The Environment Ministry has urged a wind power company to review its plan to erect 15 wind turbines in northeastern Aomori Prefecture, as an environmental review compiled by the company estimated that 1,200 birds could die annually as a result of crashing into the turbines.

Kuroshio Furyoku Hatsuden, based in Hitachi, Ibaraki Prefecture, plans to install wind turbines with a supply capacity of 34,500 kilowatts along the southern coast of Lake Jusan. It plans to start operations in March 2015, and sell the generated power to Tohoku Electric Power Co.

The brackish lake, which covers about 18 square kilometers, and the area around it are designated as an animal reserve. The area is famous as a habitat for shellfish and other aquatic life, and offers a place of rest for tens of thousands of migratory birds from Siberia, including wild geese, ducks and swans.

A number of predatory birds also come to hunt at the lake, including white-tailed eagles, which are designated as a national natural treasure, and highly endangered eastern marsh harriers, of which only dozens are believed to exist.

A draft of an environmental impact assessment review compiled by Kuroshio in August 2012 estimates that as many as 777 magan, or greater white-fronted geese, would die as a result of crashing into the turbines while they are flying to rest or feed.

Another 337 of the same species were expected to die while migrating. If fatalities among other birds, including mallards and swans, are included, the total number of estimated losses would be about 1,200, according to the draft.

Although the estimated number did not factor in the possibility of birds avoiding the turbines, the ministry released an opinion in December last year calling on the company to review construction of the turbines–essentially demanding it give up the plan.

“We believe we shouldn’t rely too much on birds avoiding the turbines, as they fly to feeding grounds even at night when visibility is poor or in bad weather,” an official of the ministry’s Office of Environment Impact Assessment Review said. The official said the expected toll on the birds was unacceptable.

Kuroshio said the number of migrant birds smashing into turbines was expected to be only about 10 a year, given the rate at which birds avoid hitting turbines.

“There’s no precedent for as many as 100 birds running into existent turbines in a year. [The ministry] should investigate the situation after the turbines are built,” a Kuroshio official said.

“If the nation lags behind the spread of wind power generation, it’ll affect the power structure of the entire nation. It’s problematic to focus solely on the right of wild birds to survive,” he said.

In October, the ministry required wind power generation companies to conduct an environmental impact assessment for wind power plants that generate more than 10,000 kilowatts.
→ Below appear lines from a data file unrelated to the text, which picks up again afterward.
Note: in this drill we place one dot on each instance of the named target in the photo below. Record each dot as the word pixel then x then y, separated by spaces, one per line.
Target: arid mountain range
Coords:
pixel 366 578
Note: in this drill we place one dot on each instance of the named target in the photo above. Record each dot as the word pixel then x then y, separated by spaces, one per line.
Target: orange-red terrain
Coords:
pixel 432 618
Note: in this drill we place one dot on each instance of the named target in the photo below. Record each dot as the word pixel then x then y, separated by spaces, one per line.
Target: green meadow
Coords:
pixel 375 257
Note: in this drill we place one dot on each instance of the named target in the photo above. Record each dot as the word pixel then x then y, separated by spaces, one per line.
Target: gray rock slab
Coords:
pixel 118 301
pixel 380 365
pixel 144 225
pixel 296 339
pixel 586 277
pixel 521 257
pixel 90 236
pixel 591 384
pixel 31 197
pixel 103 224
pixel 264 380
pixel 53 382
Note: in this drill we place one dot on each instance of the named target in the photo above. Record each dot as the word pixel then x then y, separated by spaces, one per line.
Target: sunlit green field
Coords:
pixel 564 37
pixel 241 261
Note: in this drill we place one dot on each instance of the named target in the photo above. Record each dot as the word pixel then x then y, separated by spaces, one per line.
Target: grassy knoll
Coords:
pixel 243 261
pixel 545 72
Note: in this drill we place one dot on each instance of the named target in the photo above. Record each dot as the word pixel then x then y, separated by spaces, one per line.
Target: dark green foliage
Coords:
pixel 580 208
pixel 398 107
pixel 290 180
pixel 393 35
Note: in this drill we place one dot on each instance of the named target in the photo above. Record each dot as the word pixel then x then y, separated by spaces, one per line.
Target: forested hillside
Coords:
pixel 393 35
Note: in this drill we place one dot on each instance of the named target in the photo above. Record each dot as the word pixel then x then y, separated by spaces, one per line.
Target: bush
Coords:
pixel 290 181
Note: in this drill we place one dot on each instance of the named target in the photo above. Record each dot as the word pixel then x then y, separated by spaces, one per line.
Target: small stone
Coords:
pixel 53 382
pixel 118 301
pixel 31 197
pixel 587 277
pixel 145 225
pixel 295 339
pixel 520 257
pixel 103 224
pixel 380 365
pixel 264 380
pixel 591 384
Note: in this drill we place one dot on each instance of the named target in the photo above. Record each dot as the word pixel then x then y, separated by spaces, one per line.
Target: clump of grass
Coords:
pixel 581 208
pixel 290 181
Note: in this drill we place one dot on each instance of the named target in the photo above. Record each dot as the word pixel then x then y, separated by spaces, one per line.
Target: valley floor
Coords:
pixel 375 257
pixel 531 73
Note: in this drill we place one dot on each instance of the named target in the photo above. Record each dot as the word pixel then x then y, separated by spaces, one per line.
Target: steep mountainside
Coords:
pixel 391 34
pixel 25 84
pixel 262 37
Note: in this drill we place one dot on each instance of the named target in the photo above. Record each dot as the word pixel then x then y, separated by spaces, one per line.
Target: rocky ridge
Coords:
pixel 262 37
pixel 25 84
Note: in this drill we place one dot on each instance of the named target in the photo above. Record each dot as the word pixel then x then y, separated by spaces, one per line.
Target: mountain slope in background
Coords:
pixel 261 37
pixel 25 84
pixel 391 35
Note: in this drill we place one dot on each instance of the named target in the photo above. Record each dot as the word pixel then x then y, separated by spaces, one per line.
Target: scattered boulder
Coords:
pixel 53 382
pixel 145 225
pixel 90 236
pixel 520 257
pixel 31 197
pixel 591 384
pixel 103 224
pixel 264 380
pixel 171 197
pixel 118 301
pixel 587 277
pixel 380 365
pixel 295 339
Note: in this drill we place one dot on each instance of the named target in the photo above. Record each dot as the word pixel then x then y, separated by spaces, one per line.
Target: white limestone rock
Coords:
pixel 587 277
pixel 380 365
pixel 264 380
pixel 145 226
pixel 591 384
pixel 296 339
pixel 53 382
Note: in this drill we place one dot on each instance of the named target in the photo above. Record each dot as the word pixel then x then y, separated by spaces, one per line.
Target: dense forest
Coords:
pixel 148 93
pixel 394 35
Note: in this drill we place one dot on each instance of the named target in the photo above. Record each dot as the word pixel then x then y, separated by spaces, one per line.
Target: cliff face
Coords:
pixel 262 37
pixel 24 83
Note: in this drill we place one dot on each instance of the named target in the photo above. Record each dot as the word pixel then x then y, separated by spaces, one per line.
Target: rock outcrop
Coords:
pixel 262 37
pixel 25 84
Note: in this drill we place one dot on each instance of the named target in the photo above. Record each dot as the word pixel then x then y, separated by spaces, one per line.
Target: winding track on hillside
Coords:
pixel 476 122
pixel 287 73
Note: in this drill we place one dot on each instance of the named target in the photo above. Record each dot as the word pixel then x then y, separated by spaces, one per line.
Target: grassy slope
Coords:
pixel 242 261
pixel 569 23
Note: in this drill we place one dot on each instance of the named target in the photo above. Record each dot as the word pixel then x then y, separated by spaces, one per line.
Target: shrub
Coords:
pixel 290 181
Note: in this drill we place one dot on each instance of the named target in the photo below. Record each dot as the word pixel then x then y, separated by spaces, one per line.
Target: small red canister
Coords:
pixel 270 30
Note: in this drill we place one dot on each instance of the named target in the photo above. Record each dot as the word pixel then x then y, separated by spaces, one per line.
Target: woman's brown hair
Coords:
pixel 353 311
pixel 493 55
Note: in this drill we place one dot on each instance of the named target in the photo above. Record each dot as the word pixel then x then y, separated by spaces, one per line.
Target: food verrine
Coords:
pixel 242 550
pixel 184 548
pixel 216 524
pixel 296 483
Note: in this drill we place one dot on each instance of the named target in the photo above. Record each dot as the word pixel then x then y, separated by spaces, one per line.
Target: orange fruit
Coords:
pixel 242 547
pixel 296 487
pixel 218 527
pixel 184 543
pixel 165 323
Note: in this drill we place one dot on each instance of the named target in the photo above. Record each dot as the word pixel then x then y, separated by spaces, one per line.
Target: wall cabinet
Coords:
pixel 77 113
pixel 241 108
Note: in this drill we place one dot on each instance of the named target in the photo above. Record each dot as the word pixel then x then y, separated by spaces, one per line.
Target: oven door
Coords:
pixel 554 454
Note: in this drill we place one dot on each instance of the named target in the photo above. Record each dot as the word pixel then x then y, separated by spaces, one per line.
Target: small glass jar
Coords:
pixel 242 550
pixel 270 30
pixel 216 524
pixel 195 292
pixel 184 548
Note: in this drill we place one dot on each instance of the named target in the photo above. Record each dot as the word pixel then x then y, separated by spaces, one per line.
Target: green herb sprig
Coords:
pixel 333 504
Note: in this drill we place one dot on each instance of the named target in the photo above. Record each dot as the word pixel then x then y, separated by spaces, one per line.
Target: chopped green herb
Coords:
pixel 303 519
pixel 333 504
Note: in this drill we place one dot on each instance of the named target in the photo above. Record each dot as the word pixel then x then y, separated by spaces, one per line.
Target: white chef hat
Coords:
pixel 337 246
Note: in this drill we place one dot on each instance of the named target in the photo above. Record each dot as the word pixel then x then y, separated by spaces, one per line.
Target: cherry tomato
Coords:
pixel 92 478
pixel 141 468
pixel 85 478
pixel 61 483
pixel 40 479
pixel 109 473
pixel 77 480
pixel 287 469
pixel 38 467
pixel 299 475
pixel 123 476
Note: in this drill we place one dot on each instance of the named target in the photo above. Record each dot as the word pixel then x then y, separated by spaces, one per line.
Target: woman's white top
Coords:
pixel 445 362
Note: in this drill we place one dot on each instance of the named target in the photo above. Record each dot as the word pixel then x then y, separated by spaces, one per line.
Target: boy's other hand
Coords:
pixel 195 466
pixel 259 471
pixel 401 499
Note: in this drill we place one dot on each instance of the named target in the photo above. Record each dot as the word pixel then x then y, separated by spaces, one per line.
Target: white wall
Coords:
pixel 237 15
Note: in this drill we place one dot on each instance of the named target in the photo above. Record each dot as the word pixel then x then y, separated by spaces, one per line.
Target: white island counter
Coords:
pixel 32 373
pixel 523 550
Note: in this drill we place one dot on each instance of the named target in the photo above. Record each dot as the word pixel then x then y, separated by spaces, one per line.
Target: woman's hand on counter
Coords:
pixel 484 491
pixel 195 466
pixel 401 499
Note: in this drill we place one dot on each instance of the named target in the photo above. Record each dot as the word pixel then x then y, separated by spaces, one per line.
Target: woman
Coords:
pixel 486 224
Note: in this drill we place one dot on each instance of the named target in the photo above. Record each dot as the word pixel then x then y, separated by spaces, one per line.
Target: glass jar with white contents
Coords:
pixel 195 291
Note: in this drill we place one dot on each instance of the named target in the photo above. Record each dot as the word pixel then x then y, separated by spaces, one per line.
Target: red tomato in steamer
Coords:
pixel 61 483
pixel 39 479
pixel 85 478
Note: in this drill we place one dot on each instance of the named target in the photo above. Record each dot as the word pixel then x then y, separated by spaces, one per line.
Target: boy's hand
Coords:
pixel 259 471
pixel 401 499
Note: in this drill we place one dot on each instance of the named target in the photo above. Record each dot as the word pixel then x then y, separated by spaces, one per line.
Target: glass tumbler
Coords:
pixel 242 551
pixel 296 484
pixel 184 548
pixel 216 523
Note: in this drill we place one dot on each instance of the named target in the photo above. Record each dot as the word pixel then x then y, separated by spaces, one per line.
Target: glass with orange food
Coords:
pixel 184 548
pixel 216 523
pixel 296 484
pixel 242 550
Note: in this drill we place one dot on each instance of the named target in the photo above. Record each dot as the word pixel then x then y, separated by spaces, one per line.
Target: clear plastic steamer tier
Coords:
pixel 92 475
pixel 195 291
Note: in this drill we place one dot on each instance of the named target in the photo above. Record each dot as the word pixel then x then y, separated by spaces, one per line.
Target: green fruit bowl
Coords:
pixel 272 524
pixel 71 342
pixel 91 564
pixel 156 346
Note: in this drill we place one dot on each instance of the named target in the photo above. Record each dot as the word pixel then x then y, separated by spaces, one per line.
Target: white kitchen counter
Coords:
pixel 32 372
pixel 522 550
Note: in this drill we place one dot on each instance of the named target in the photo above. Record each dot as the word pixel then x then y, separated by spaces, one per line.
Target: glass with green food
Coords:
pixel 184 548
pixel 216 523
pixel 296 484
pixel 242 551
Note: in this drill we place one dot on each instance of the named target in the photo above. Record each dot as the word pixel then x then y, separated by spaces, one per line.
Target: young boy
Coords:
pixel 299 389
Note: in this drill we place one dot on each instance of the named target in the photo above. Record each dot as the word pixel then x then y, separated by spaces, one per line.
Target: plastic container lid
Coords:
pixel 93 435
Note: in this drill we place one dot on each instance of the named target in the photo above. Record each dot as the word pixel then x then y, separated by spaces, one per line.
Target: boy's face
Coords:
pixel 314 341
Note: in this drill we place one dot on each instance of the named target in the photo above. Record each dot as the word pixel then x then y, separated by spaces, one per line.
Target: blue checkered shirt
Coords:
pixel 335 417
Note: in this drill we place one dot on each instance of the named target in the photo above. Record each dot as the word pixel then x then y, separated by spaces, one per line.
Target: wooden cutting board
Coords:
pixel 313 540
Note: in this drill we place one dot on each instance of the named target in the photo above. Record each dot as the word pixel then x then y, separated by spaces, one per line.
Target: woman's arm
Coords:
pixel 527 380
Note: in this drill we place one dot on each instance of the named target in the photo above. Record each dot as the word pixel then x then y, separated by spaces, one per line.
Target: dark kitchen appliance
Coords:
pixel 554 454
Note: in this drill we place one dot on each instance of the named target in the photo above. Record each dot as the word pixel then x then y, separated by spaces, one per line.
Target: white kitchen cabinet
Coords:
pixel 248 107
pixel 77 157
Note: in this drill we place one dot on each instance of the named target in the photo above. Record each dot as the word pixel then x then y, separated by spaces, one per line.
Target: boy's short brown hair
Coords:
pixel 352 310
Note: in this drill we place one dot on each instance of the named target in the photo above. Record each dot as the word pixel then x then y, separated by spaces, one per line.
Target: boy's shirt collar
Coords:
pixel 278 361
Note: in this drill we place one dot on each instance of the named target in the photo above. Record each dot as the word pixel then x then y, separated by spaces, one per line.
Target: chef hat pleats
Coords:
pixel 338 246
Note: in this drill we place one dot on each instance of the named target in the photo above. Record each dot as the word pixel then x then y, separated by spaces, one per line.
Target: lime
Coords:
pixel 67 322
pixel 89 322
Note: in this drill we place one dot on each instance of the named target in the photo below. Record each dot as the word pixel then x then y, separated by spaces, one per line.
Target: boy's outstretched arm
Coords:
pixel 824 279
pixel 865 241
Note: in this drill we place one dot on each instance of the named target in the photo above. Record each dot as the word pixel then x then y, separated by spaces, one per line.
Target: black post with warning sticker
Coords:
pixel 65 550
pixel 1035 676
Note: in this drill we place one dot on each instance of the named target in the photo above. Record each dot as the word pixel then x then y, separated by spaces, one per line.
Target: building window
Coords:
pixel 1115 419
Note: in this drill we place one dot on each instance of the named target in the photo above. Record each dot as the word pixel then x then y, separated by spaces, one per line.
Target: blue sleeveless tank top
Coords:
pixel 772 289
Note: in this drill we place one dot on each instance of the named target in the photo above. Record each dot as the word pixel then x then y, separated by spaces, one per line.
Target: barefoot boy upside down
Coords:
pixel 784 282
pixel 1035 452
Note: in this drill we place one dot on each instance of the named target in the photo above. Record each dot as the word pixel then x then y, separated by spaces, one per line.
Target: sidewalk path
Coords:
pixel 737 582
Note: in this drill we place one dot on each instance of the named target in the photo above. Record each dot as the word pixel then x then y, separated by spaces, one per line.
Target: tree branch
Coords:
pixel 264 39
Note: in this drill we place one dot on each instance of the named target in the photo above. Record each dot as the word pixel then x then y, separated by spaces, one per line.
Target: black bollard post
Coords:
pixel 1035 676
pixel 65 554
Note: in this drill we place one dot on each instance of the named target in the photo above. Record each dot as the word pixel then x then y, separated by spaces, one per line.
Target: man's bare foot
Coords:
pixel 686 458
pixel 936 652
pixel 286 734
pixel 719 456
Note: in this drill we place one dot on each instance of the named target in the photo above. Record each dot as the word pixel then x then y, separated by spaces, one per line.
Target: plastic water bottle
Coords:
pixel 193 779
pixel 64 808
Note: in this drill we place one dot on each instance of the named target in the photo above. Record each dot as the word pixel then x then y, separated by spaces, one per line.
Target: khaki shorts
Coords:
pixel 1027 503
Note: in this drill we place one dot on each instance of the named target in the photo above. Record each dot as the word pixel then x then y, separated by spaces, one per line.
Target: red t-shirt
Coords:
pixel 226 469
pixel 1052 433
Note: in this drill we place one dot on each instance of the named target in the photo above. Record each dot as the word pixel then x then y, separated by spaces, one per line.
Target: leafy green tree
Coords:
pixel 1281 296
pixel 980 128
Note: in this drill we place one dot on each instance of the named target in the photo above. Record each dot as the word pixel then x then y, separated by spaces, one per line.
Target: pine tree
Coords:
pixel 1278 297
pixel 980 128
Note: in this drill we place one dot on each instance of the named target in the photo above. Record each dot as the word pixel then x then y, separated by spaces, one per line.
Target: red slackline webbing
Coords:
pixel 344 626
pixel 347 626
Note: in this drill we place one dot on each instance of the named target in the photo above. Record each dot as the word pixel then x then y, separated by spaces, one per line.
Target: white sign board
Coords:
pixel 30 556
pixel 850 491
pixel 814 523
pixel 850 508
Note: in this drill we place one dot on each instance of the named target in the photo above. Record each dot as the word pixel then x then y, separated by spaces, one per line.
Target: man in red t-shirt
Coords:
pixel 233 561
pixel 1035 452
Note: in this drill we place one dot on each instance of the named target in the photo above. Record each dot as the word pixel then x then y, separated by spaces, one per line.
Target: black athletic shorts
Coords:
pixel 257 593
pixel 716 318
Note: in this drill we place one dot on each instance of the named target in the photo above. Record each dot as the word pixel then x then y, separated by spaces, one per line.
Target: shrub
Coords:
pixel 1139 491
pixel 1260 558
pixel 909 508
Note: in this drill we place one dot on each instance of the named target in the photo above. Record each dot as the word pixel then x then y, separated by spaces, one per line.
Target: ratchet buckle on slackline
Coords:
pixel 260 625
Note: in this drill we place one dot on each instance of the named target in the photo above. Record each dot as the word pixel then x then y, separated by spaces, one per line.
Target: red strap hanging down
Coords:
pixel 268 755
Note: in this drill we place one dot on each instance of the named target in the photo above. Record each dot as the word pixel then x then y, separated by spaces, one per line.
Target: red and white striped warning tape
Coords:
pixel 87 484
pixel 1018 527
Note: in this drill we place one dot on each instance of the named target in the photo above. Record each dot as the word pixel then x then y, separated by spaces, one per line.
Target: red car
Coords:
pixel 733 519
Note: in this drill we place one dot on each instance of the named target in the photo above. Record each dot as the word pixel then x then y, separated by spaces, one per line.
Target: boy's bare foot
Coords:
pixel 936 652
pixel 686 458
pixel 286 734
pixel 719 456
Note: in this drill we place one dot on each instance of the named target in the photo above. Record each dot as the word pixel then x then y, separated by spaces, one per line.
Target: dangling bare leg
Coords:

It sometimes gives strict directives on projects constructing wind power generators.

There are also plans to construct about 55 turbines about 10 kilometers southwest of Lake Jusan, with a total output of 126,500 kilowatts, one of the nation’s biggest projects. But the ministry in January demanded its operator review the positioning of the turbines.

“It’s important to promote wind power generation, but the south side of the lake is a pathway for wild birds. There’s no problem [with building turbines] on the north side of the lake. I want the operator to find a way in which birds [and turbines] can coexist,” said Aomori University of Health and Society Prof. Yocihi Watanabe, who observes wild birds around Lake Jusan as a member of the Wild Bird Society of Japan.